Ubuntu HPC Slurm Resource Management Setup

From Notes_Wiki

Home > Ubuntu > Ubuntu HPC setup with slurm and linux containers > Ubuntu HPC Slurm Resource Management Setup

Slurm Resource Management Setup

For setting up accounting and database support, refer to: Ubuntu HPC Slurm DB setup for Slurm accounting

This section outlines only the resource management setup in Slurm using accounts, QOS, partitions, and user-level resource limitations.

1. Create and Register the Cluster

Run the following on the Slurm master node:

sacctmgr -i add cluster test_hpc-cluster

Note: If the cluster already exists, the command will safely skip.

To verify:

sacctmgr list cluster

This will show the cluster name that we have added in last command

2. Create Account

Create an account associated with the cluster:

sacctmgr add account account1 Cluster=iitdh-hpc

When prompted with:

Would you like to commit changes?

Type `y` and press Enter.

3. Create QOS Levels

List existing QOS:

sacctmgr show qos format=name,priority,GrpTRES

Create new QOS levels:

sacctmgr add qos example1
sacctmgr add qos example2

Verify:

sacctmgr show qos format=name,priority,GrpTRES

4. Update slurm.conf for Resource Management

Edit your shared `slurm.conf` file:

vim /export/tmp/slurm/slurm.conf

Ensure the following lines are present or updated:

AccountingStorageEnforce=associations,limits,qos,safe
GresTypes=gpu
AccountingStorageTRES=gres/gpu

Then copy this config to all nodes and restart services:

Master:

cp /export/tmp/slurm/slurm.conf /etc/slurm/slurm.conf
systemctl restart slurmctld

Compute Nodes:

cp /export/tmp/slurm/slurm.conf /etc/slurm/slurm.conf
systemctl restart slurmd

Login Nodes:

cp /export/tmp/slurm/slurm.conf /etc/slurm/slurm.conf

5. Add User to Account and QOS

sacctmgr add user test_user Accounts=account1 Partitions=Test_partition1 QOSLevel=example1

Verify:

sacctmgr show assoc format=cluster,user,qos

Expected output:

Cluster              User       QOS
--------            --------   --------------
test_hpc-cluster    test_user   example1

Configure GPU Resources (GRES)

To enable GPU (Graphics Processing Unit) resource tracking and allocation in SLURM, you must configure the `gres.conf` file on all nodes that have GPU devices.
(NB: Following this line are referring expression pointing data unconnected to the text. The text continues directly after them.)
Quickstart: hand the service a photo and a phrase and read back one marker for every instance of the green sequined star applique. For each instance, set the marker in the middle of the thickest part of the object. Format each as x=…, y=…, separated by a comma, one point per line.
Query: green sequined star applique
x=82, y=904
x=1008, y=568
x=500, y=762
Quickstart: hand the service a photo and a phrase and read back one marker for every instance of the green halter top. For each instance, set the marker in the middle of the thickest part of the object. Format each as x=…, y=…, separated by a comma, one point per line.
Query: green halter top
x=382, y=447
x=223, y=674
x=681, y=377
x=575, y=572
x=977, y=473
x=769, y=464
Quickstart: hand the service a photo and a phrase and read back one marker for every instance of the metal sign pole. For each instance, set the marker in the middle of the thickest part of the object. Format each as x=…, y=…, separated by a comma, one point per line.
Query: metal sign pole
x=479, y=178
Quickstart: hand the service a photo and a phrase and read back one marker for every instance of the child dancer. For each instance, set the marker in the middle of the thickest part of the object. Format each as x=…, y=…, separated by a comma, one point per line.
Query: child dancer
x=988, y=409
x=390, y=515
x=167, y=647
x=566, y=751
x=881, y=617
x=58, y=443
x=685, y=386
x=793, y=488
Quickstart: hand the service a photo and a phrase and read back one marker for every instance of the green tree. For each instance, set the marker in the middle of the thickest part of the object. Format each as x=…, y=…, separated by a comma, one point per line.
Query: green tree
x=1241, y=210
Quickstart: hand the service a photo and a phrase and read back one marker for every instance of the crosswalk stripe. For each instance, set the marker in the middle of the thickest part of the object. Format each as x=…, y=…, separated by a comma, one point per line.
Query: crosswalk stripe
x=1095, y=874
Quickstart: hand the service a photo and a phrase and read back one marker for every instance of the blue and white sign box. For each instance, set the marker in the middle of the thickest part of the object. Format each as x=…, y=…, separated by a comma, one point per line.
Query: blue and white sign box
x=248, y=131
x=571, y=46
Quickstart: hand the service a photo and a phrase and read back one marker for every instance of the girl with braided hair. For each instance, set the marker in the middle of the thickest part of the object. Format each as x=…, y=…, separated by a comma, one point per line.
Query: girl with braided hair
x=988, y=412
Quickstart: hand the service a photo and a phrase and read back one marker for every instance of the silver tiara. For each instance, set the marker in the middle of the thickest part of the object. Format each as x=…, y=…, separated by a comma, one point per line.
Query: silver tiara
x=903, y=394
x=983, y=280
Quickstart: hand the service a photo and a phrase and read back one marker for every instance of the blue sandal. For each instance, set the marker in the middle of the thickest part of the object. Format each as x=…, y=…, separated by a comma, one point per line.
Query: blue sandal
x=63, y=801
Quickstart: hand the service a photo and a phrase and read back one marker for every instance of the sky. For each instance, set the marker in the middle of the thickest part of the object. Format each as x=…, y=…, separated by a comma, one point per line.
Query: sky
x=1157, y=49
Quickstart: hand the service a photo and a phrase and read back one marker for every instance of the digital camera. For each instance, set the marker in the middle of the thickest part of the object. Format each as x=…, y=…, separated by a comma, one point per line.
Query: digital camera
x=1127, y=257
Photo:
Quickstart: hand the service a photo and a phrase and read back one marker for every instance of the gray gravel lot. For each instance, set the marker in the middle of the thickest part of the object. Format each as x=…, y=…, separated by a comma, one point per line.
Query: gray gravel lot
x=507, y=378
Step 1: Identify GPU Devices and Minor Numbers

Use the following command to list GPU Bus IDs and their minor numbers:

nvidia-smi -q | grep -i -e 'Bus Id' -e Minor

Example output:

Minor Number   : 0
Bus Id         : 00000000:01:00.0
Minor Number   : 1
Bus Id         : 00000000:41:00.0
Minor Number   : 2
Bus Id         : 00000000:81:00.0
Minor Number   : 3
Bus Id         : 00000000:C1:00.0

Each GPU is exposed to SLURM via a device file at `/dev/nvidiaX`, where `X` is the minor number.

Step 2: Create the `gres.conf` File

Create or edit the file `/etc/slurm/gres.conf` on all relevant nodes using the following format:

NodeName=<node_name> Name=gpu Type=<gpu_model> File=/dev/nvidia<minor_number>

Example `gres.conf` file:

# Node1 has 2x P100 GPUs
NodeName=node1 Name=gpu Type=p100 File=/dev/nvidia0
NodeName=node1 Name=gpu Type=p100 File=/dev/nvidia1

# Node2 has 1x V100 GPU
NodeName=node2 Name=gpu Type=v100 File=/dev/nvidia0

# Node3 has 4x A100 GPUs
NodeName=node3 Name=gpu Type=a100 File=/dev/nvidia0
NodeName=node3 Name=gpu Type=a100 File=/dev/nvidia1
NodeName=node3 Name=gpu Type=a100 File=/dev/nvidia2
NodeName=node3 Name=gpu Type=a100 File=/dev/nvidia3

# Node4 has 4x A100 GPUs
NodeName=node4 Name=gpu Type=a100 File=/dev/nvidia0
NodeName=node4 Name=gpu Type=a100 File=/dev/nvidia1
NodeName=node4 Name=gpu Type=a100 File=/dev/nvidia2
NodeName=node4 Name=gpu Type=a100 File=/dev/nvidia3

Save this file as `/export/tmp/slurm/gres.conf` for central access and copy this to all the compute and master nodes including the login node.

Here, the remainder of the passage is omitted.